In my last blog I wrote about my ten-year-old son. I don’t think anything I said was too embarassing (he did not like my rating of his baseball skills as “pretty good, but not great” and perhaps I shouldn’t have let him read that). But as this article in the Times http://tinyurl.com/2cqhe38 makes clear, the question is not whether it was OK for me to put a tiny bit of his life on the web, but rather that now it is there forever. My wife is on Facebook, which has led to her to make some nice connection — turns out an elementary school pal of hers lives five minutes from us, we have common interests, and have become friends. But while I meet with people I knew in school once every few years at an event, I really don’t have a desire to knit back to the past. At key moments in life — like leaving high school to college, or going away over the summer, I was aware of a split with friends, and we sometimes wrote, remembered each other’s addresses and phone numbers, were pleased to bump into each other. But life was also about moving on — forming new friendships — starting over. It seems my children will not have that experience. They are digitally embedded in not only their past, but whatever fragments of it others (such as their dad-who-blogs, their mom-who-facebooks) have shown the world.
This sticky past is disconcerting to me — perhaps it won’t be to them. Maybe they will be so inured to exposure that they will ignore the fact that some total stranger knows bits about their childhood. That is on a personal level — but what about historians? Should there be some massive computer that aggregates this digital scrapbook of every life, stores it so it cannot be read for a century, but then makes these tastes of life in 2010 available to future scholars? It is as if we are living in a giant Candace Fleming book — an endless scrapbook. After enough time has passed, should a future Candace be able to craft a portrait, a kind of digital mural, out of the photos, videos, anecdotes we share (or adults share for their children)?

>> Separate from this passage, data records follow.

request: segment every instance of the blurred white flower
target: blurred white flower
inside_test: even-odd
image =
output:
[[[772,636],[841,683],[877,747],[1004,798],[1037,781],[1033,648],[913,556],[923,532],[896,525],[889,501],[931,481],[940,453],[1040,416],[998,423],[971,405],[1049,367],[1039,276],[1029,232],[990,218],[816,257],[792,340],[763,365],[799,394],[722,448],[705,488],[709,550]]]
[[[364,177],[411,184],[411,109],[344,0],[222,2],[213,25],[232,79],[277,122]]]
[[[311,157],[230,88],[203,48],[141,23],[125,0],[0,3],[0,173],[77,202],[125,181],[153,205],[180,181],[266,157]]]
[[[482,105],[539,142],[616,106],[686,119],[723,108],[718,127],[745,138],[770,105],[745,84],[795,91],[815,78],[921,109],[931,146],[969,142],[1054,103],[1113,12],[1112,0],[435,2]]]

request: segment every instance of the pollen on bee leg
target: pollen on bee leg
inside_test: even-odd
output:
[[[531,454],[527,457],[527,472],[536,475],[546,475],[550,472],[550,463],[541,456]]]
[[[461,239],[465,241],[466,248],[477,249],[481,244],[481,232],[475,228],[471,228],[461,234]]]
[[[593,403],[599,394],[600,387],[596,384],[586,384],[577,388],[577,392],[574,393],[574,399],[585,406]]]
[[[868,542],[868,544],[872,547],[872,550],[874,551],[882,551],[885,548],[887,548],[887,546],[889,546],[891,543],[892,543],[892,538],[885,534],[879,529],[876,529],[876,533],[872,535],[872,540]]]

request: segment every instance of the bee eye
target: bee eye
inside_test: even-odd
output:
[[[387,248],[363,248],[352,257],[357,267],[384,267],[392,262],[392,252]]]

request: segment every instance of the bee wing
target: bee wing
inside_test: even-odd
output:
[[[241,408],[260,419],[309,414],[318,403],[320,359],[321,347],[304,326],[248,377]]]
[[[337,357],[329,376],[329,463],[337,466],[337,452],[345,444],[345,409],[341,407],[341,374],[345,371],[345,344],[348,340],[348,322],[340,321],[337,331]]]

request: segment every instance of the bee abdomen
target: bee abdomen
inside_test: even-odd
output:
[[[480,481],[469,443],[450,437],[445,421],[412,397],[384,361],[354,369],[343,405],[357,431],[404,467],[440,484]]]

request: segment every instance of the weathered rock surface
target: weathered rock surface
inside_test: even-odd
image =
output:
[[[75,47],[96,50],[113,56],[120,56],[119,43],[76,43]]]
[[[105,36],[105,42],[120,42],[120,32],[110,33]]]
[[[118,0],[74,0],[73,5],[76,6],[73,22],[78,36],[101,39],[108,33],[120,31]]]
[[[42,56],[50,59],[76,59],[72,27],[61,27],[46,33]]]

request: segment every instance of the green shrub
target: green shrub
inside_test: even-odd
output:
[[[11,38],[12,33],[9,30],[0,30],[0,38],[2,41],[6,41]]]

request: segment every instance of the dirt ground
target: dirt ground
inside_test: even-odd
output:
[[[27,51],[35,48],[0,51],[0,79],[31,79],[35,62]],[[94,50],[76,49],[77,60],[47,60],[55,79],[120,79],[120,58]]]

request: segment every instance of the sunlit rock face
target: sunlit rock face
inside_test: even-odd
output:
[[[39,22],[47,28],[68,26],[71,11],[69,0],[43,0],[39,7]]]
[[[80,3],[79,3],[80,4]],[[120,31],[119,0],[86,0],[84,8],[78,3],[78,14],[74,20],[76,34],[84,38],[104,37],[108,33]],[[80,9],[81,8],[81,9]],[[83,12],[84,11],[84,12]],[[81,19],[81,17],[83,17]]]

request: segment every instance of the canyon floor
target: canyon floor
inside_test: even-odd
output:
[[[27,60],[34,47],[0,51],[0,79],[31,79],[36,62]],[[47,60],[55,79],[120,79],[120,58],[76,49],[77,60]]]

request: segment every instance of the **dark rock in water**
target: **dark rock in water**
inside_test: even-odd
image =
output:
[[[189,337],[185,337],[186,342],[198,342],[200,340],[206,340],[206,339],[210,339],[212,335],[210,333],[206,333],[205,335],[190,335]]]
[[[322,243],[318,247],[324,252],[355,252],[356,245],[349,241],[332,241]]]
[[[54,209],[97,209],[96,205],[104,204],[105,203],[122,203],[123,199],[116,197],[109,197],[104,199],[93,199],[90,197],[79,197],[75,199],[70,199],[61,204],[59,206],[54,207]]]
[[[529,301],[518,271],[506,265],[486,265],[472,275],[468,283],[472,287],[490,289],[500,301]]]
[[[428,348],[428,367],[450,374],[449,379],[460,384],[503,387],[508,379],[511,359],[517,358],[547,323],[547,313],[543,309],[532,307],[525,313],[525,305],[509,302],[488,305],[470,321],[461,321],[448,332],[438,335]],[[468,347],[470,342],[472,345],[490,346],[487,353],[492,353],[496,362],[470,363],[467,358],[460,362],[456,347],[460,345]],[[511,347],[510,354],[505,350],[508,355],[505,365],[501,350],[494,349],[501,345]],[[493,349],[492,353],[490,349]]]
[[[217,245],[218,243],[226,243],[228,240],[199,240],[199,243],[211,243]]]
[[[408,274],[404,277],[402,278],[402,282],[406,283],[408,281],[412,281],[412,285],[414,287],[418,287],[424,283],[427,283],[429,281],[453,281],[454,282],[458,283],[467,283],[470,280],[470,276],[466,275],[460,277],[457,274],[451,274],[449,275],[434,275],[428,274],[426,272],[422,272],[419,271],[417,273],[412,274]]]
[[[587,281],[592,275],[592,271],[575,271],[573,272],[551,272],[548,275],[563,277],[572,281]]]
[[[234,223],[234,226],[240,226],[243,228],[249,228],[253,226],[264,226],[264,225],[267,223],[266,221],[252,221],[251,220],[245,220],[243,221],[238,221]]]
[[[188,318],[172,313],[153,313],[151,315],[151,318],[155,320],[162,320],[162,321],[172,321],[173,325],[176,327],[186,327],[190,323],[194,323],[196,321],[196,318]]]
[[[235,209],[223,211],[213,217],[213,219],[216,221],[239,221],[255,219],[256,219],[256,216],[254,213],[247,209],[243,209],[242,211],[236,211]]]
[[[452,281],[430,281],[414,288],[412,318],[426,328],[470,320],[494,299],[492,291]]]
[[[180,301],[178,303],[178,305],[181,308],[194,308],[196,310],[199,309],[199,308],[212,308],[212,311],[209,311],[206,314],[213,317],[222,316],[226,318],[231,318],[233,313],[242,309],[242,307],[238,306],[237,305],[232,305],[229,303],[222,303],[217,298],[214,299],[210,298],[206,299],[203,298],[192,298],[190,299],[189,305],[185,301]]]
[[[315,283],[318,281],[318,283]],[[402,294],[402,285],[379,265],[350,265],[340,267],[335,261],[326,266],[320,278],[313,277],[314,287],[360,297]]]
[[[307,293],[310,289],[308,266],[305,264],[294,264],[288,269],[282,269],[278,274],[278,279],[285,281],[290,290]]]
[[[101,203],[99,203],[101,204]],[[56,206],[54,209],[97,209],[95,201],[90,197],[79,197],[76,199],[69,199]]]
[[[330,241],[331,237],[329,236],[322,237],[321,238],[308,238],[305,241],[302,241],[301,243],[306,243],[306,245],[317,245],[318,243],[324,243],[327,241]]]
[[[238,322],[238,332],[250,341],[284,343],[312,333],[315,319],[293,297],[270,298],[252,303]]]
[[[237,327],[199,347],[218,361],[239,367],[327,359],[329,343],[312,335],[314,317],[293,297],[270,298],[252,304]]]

Thinking back to my blog — email has always been the impersonal personal — simultaneously intimate and abstract. And of course so is this blog. To me I am typing facing a screen. But once I publish I am speaking to any of you who wish to read. Perhaps with blogging, like email and Facebook we as a society have not entirely figured out the rules, the balance of personal and social, the space of what is allowed and not allowed (and I am not talking about creepy lurkers and warning kids about who they should meet online). I mean just what do we share and what not — what would be OK said between two people, kept alive as long as they recall it, and what should go into the infinitely sticky digital web, there to live as long as servers run.